I remember the first time I wrote a line of code that worked. The feeling was electric, like discovering a secret passage in a familiar house. I was young, and programming felt like magic. Each library was a bridge, built by someone I would never meet, yet whose intentions I could sense in the curve of their logic. I trusted these invisible hands, these engineers who came before, to lift me higher on the ladder of abstraction. We stood on each other’s shoulders, reaching for something just out of sight.
Programming is so damn romantic. It is a love letter to the future, written in a language only a few can read. When I contribute to open-source projects, I feel the weight of intergenerational knowledge. I am not just solving a problem; I am advancing our species, one commit at a time. Sometimes, I descend down to the bits, tracing the path my predecessors carved through silicon and copper. I can almost feel their presence, guiding my hands. This is a young field. Ada Lovelace, Grace Hopper, Alan Turing, John von Neumann, Dennis Ritchie, Richard Stallman, Linus Torvalds... the legends are not distant myths but living memories, or at least, only a generation away.
But now, as AI sweeps across the landscape, I sense the beginning of an end to the golden age of manual programming. The machines are learning to build their own bridges, and the need to descend to the bits is fading into obscurity. Soon, tracing the raw pathways of silicon and code will become an arcane craft, practiced by only a few. Fewer and fewer of us will remember what it felt like to shape the medium with our own hands. I want to write this as a reminder to my future self: once, programming was art.
When GPT-3 first appeared, I asked it a question, half in jest: “How do I win this game?” It replied, “The only way to win is not to play.” At first, I laughed. But the more I pondered, the deeper the answer became. We are caught in too many zero-sum games—racing to be faster, cheaper, more efficient. We compete to automate ourselves out of relevance. But what if the real victory is to step outside the game? To refuse to play by rules that no longer serve us?

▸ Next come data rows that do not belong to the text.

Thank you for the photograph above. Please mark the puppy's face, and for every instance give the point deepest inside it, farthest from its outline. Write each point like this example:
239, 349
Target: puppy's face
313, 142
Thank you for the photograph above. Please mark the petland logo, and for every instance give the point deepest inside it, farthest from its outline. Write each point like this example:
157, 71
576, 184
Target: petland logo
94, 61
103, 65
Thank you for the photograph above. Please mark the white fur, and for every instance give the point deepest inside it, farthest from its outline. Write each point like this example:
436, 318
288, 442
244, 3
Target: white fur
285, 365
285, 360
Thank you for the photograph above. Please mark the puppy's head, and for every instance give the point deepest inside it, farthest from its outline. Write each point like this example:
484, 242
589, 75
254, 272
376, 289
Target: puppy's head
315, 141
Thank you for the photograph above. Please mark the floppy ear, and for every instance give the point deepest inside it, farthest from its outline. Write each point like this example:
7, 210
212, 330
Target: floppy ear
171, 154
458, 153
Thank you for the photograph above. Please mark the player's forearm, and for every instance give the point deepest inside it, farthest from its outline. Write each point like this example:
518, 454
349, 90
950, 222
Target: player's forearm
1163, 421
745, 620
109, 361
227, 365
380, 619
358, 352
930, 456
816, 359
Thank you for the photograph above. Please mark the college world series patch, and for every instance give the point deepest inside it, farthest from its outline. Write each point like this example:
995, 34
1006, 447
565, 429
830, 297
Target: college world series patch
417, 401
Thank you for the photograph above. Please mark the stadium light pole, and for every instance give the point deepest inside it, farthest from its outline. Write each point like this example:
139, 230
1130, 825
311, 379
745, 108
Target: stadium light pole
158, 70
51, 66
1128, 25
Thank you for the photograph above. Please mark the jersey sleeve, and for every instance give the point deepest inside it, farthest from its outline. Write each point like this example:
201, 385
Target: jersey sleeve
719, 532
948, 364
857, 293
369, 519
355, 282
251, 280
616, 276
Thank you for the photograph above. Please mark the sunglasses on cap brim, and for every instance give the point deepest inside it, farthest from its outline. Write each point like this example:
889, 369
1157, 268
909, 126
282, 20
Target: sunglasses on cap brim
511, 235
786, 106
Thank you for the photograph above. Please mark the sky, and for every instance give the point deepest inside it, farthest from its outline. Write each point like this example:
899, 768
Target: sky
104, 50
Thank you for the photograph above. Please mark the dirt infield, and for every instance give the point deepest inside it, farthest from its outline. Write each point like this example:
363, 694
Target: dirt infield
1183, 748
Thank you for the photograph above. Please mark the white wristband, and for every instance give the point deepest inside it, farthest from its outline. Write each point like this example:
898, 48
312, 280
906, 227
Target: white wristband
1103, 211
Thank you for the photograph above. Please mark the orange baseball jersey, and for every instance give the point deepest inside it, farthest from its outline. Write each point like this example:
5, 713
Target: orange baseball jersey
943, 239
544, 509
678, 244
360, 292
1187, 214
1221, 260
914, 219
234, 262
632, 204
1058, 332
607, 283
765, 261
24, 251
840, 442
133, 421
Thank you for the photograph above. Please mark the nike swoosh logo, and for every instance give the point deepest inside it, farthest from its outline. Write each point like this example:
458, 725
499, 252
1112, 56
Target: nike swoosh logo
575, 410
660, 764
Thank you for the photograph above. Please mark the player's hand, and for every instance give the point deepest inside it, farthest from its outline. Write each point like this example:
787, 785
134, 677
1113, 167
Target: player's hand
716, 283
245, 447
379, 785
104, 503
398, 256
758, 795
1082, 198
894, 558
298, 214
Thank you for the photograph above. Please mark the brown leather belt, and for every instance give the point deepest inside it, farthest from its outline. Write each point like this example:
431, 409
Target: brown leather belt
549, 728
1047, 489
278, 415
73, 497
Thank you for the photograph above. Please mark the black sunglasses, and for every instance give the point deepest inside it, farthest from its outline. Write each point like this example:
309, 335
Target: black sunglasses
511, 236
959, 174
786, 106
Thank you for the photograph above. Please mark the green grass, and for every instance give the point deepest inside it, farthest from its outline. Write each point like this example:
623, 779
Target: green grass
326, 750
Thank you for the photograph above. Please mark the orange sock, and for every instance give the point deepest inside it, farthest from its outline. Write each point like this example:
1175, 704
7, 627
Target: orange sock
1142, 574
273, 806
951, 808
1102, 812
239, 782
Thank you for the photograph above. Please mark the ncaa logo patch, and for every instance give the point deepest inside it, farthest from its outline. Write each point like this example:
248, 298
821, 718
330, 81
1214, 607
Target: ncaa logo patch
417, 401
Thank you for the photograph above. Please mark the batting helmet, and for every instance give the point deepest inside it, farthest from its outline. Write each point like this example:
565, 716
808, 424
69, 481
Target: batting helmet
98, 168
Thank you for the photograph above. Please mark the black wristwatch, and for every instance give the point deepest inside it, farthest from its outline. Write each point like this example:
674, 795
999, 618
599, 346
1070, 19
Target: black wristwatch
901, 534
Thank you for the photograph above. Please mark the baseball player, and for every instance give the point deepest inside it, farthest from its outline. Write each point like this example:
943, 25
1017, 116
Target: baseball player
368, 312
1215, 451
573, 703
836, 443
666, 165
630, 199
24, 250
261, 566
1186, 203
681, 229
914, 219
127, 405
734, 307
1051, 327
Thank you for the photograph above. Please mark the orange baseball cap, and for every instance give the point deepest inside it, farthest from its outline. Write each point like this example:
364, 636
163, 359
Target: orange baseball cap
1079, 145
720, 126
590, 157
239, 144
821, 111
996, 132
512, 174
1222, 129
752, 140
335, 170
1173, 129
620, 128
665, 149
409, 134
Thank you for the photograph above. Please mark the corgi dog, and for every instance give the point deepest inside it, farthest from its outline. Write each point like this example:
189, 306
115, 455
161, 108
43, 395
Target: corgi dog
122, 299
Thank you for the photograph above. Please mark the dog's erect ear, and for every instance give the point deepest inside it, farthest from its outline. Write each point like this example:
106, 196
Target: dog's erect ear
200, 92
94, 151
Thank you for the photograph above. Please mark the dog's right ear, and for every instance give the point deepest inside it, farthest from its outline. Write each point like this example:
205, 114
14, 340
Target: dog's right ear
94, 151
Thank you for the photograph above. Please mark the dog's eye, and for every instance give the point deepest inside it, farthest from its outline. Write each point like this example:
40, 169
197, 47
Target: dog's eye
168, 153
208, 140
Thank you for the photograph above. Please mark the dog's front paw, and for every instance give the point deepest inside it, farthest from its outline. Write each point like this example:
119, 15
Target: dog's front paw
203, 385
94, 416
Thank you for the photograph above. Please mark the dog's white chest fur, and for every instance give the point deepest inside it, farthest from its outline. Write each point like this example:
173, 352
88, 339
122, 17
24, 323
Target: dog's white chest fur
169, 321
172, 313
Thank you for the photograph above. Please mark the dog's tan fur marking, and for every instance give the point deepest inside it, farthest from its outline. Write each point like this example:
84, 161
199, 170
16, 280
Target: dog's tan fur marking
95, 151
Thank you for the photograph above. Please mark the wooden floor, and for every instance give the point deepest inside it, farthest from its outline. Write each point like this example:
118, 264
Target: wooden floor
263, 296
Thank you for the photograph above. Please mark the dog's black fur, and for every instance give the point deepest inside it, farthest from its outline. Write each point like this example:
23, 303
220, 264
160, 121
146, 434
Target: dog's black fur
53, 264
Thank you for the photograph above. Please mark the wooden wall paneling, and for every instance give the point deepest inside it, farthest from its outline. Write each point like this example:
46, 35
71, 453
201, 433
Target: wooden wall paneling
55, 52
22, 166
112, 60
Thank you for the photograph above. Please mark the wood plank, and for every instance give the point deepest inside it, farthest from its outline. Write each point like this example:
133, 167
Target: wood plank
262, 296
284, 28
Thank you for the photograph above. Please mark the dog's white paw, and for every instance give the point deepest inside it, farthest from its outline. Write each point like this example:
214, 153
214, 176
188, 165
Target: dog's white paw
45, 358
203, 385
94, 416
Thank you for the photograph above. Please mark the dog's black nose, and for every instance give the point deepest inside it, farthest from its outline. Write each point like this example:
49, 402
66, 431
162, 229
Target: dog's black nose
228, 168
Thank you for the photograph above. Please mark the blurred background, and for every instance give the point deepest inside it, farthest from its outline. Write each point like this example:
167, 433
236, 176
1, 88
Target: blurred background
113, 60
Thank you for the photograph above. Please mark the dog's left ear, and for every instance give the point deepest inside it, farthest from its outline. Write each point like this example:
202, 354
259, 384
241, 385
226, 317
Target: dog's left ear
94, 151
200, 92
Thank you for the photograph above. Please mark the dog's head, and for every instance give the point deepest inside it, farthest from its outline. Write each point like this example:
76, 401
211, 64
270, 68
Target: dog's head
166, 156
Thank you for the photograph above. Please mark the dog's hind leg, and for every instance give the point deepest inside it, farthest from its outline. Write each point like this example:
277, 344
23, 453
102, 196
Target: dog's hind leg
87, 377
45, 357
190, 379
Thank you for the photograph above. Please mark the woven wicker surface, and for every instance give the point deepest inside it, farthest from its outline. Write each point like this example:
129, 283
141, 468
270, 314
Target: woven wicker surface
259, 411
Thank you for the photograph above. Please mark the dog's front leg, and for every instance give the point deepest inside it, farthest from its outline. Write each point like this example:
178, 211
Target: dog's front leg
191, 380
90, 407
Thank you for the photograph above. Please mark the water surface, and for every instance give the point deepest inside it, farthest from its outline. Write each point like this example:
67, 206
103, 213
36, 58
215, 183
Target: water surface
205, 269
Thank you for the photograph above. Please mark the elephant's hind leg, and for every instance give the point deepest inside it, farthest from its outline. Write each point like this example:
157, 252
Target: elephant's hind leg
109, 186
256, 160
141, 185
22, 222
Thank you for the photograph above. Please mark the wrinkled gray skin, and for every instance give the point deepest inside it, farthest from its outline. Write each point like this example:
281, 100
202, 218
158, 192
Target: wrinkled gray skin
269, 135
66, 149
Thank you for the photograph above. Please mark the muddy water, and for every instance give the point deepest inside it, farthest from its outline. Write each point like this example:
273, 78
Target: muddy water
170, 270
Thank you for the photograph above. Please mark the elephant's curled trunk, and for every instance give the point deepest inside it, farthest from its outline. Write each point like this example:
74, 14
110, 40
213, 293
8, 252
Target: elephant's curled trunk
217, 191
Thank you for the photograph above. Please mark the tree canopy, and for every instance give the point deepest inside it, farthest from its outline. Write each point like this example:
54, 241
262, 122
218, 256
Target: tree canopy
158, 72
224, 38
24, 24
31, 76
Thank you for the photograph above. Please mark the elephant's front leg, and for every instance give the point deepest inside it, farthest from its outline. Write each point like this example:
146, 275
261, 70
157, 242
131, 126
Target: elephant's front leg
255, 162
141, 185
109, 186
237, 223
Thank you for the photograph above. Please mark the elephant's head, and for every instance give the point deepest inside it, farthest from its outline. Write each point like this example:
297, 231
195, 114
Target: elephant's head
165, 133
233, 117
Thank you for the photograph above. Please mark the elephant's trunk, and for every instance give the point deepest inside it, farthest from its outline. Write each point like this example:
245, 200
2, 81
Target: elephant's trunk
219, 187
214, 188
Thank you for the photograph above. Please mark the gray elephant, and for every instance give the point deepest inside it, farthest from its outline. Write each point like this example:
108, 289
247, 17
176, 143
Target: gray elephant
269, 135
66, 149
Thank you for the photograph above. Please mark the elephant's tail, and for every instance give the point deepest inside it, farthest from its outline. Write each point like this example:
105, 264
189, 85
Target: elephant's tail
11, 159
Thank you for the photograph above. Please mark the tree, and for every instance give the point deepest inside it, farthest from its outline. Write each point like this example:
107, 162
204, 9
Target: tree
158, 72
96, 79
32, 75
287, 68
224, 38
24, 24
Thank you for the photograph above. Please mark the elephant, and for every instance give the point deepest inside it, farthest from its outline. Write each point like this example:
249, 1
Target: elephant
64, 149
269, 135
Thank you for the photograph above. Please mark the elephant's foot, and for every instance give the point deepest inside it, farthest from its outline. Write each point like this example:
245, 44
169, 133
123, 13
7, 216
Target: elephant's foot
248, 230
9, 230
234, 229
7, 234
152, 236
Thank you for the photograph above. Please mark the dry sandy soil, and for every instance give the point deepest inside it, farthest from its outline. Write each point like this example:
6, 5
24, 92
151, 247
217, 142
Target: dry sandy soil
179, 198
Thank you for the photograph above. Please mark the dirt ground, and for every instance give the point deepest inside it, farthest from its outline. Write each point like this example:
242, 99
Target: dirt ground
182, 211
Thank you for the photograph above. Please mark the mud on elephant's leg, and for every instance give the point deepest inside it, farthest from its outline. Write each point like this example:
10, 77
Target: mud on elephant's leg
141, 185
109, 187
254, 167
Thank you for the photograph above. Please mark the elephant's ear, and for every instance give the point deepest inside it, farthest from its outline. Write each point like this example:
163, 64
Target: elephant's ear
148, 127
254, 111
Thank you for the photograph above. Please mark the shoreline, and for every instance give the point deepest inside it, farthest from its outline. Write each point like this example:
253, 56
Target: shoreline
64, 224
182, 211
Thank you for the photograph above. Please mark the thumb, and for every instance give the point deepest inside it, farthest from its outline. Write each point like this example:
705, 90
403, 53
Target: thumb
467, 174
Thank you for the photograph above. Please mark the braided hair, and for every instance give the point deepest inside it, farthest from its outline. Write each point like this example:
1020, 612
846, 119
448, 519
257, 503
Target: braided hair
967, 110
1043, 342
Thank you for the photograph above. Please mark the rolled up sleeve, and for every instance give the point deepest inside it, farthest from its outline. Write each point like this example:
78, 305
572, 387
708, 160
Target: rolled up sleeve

AI forces us to confront this choice. If you are an artist afraid of AI taking your job, perhaps you are not truly making art. You are doing a job. Seth Godin made the difference vivid in a talk:
When it’s your job, you want to do less of it. When it’s art, you want to do more of it.
That was before AI, but now the truth is even sharper. Your boss or client wants to replace you with AI, because they see your work as a job, not as art. Capitalism rewards efficiency, not beauty. Any job, including mine, will eventually be replaced. The only way to find harmony with AI is to practice the art of co-creation with AI.
So here we are, at the edge of something new. We may be the last generation of programmers who write code by hand, who feel the romance of the craft. But we can also be the first generation of artists who use these new tools to create something only humans can imagine. The way forward is not to cling to the old games, but to approach our work as artists, with our strongest intention and love. With AI as our symbiotic partner, we are returning to programming as art, but in a form never seen before.
This is the New Renaissance.
Let us be the last of the programmers, and the first of the artists.